Introduction to OpenStack Swift Object Storage
This article is a general introduction to Swift, OpenStack’s Object Storage. We will cover the following topics: what Swift is, what kind of data you can store in Swift, how Swift controls access to your data, how Swift protects that data using replication or erasure codes, where to find development resources for Swift? and much more.
What is Swift?
Conceptually, Swift is similar to Amazon’s S3 or Microsoft Azure’s Blob Storage. It allows you to store any kind of unstructured data using a web-based API.
Swift is designed to scale to billions of objects and petabytes of storage. Swift does not require any special hardware. It runs on commodity servers with normal disks. However, plugins allow it to use filers from NetApp, Solidfire, and others if so desired.
The Swift software uses a distributed, shared nothing model. Since there is no central database or node to act as a bottleneck, it has tremendous horizontal scaling. To get more capacity, you simply have to add more nodes. Swift stores the data redundantly. If a server or disk fails, Swift uses the data on the surviving hardware to restore the data to its full level of redundancy.

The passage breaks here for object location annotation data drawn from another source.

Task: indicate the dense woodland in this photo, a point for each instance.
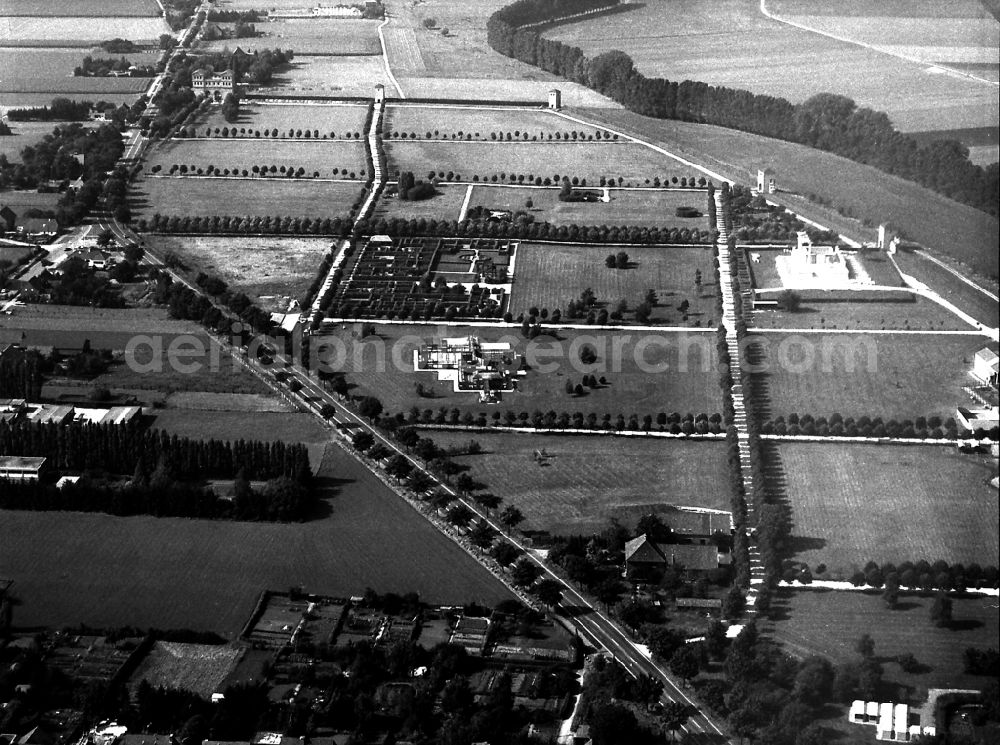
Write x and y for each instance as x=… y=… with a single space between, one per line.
x=826 y=121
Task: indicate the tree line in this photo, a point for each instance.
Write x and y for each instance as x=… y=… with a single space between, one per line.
x=82 y=446
x=825 y=121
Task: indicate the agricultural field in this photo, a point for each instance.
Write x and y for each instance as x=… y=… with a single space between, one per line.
x=264 y=197
x=854 y=503
x=931 y=219
x=79 y=32
x=590 y=161
x=332 y=76
x=106 y=328
x=108 y=571
x=913 y=99
x=446 y=205
x=891 y=376
x=328 y=118
x=586 y=481
x=382 y=366
x=533 y=89
x=80 y=8
x=479 y=122
x=806 y=626
x=549 y=276
x=894 y=313
x=308 y=37
x=271 y=271
x=244 y=154
x=953 y=289
x=627 y=207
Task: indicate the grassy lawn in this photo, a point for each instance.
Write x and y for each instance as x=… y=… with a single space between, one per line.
x=586 y=481
x=933 y=220
x=549 y=276
x=969 y=299
x=730 y=57
x=340 y=119
x=900 y=377
x=589 y=160
x=264 y=197
x=383 y=367
x=446 y=205
x=307 y=36
x=244 y=154
x=830 y=623
x=113 y=8
x=646 y=208
x=480 y=123
x=332 y=76
x=270 y=270
x=855 y=503
x=91 y=29
x=107 y=571
x=921 y=313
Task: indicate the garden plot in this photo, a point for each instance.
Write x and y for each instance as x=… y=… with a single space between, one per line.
x=582 y=160
x=266 y=197
x=330 y=120
x=330 y=159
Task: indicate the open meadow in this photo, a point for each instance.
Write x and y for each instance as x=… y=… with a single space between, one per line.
x=80 y=8
x=271 y=271
x=107 y=571
x=931 y=219
x=350 y=77
x=652 y=208
x=331 y=120
x=79 y=31
x=481 y=123
x=817 y=622
x=244 y=196
x=891 y=376
x=312 y=156
x=731 y=43
x=550 y=275
x=590 y=161
x=894 y=311
x=445 y=205
x=307 y=36
x=383 y=367
x=855 y=503
x=585 y=481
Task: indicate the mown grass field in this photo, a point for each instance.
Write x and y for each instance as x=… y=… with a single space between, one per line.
x=245 y=153
x=82 y=8
x=308 y=36
x=929 y=218
x=106 y=571
x=338 y=119
x=830 y=623
x=549 y=276
x=333 y=76
x=479 y=122
x=270 y=270
x=627 y=207
x=586 y=481
x=211 y=196
x=920 y=314
x=589 y=161
x=743 y=37
x=900 y=377
x=383 y=367
x=445 y=205
x=77 y=31
x=851 y=504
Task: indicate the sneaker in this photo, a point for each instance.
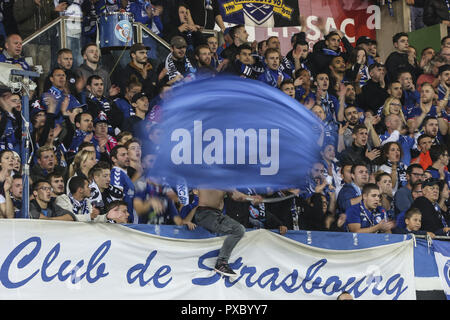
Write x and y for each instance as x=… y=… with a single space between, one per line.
x=224 y=268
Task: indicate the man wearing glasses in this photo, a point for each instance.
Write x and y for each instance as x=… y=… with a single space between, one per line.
x=439 y=157
x=43 y=207
x=403 y=197
x=368 y=216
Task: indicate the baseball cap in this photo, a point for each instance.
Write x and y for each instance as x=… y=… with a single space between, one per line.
x=137 y=96
x=178 y=42
x=375 y=65
x=36 y=107
x=102 y=117
x=363 y=40
x=138 y=46
x=443 y=68
x=332 y=33
x=430 y=182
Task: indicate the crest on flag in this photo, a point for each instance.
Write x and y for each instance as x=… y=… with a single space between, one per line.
x=267 y=13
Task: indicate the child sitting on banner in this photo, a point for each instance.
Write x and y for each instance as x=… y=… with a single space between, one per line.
x=413 y=221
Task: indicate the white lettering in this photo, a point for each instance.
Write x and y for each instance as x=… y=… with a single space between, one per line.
x=250 y=147
x=374 y=21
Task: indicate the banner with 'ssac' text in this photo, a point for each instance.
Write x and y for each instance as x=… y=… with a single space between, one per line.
x=229 y=132
x=67 y=260
x=261 y=13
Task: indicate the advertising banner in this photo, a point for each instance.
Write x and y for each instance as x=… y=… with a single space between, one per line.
x=65 y=260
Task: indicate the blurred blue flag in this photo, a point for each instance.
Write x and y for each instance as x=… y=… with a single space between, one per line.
x=230 y=132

Physically, Swift is set-up as a set of nodes in a cluster. A proxy node receives incoming requests and directs them to storage nodes where the actual data resides. OpenStack recommends a minimum of 5 storage nodes for production use, so Swift takes some hardware to set-up.
Swift stores its objects in containers. Each user’s storage account can have as many containers as they want. Each object is associated with a single container. An object is referenced by a URL of the form:
//<storage_account_name>/<container name>/<object>
One thing to note is that containers cannot be nested. You cannot have a container within a container. But you can simulate a pseudo-hierarchy, albeit with some extra effort, by adding slashes in the objects name and doing special list operations.
What Can You Store in Swift?
Pretty much anything you want. An object can contain a document, photos, music, back-ups, VM images, or any other piece of unstructured data. Swift is set-up to let you access individual objects individually via their URLs. It does not organize the data into tables like HBase or store relationships between data like MySQL. Nor is it a filesystem. A container name is the only organization that it offers to the data.
That said, Swift is very powerful. Since the data is accessible via a URL, it is easy to access it from anywhere on the Internet. It can be easily accessed from cell phones, PCs, or a variety of devices. And the ability to store objects can mesh very nicely with object oriented programming when it needs to persist data.
How Swift Controls Access to Your Data
Although Swift can be run stand-alone, most commonly it is run as part of OpenStack. In this configuration, authentication is done through Keystone, the OpenStack Authentication Server. Once the user has presented credentials to Keystone, he is given an authentication token which is valid for 24 hours. This token proves that the user is the owner of the Swift storage account. By default, only the owner can access the account.
The owner can define individual Access Control Lists (ACLs) for each container. The owner can grant read and/or write access to everyone, various groups, referrer hosts, or domains. For more details, see the ACL section of the API doc.
Finally, Swift has a temporary URL feature. This allows a third party to access an object using a URL that will expire in within a certain amount of time. This is useful for doing things like mailing temporary download links to people.
How Swift Protects Data Using Replication or Erasure Codes
By default, Swift replicates each object three times. When storing the copies, it tries to spread them out over different servers and disks so the failure of a single component won’t cause lost data. The number of replicas for each object is configurable by the administrator.
Erasure codes use less storage than replicas. Rather than duplicating the complete object multiple times, parity data is created much like RAID. This can reduce the amount of storage for an object from 3X to 1.2X. For cold data which is simply being archived, this can be a tremendous win. Rackspace has a more detailed description of Swift erasure codes here.
Erasure coding isn’t in Swift yet, but the development community will be working on it throughout this year.
Where to Find Development Resources for Swift
The OpenStack foundation has online documentation for Swift. The Associated Projects page for Swift has API bindings for various languages. The only officially supported binding is for Python, but there are others for PHP, Java, and C#. Finally, if you have questions, you can always ask the OpenStack community.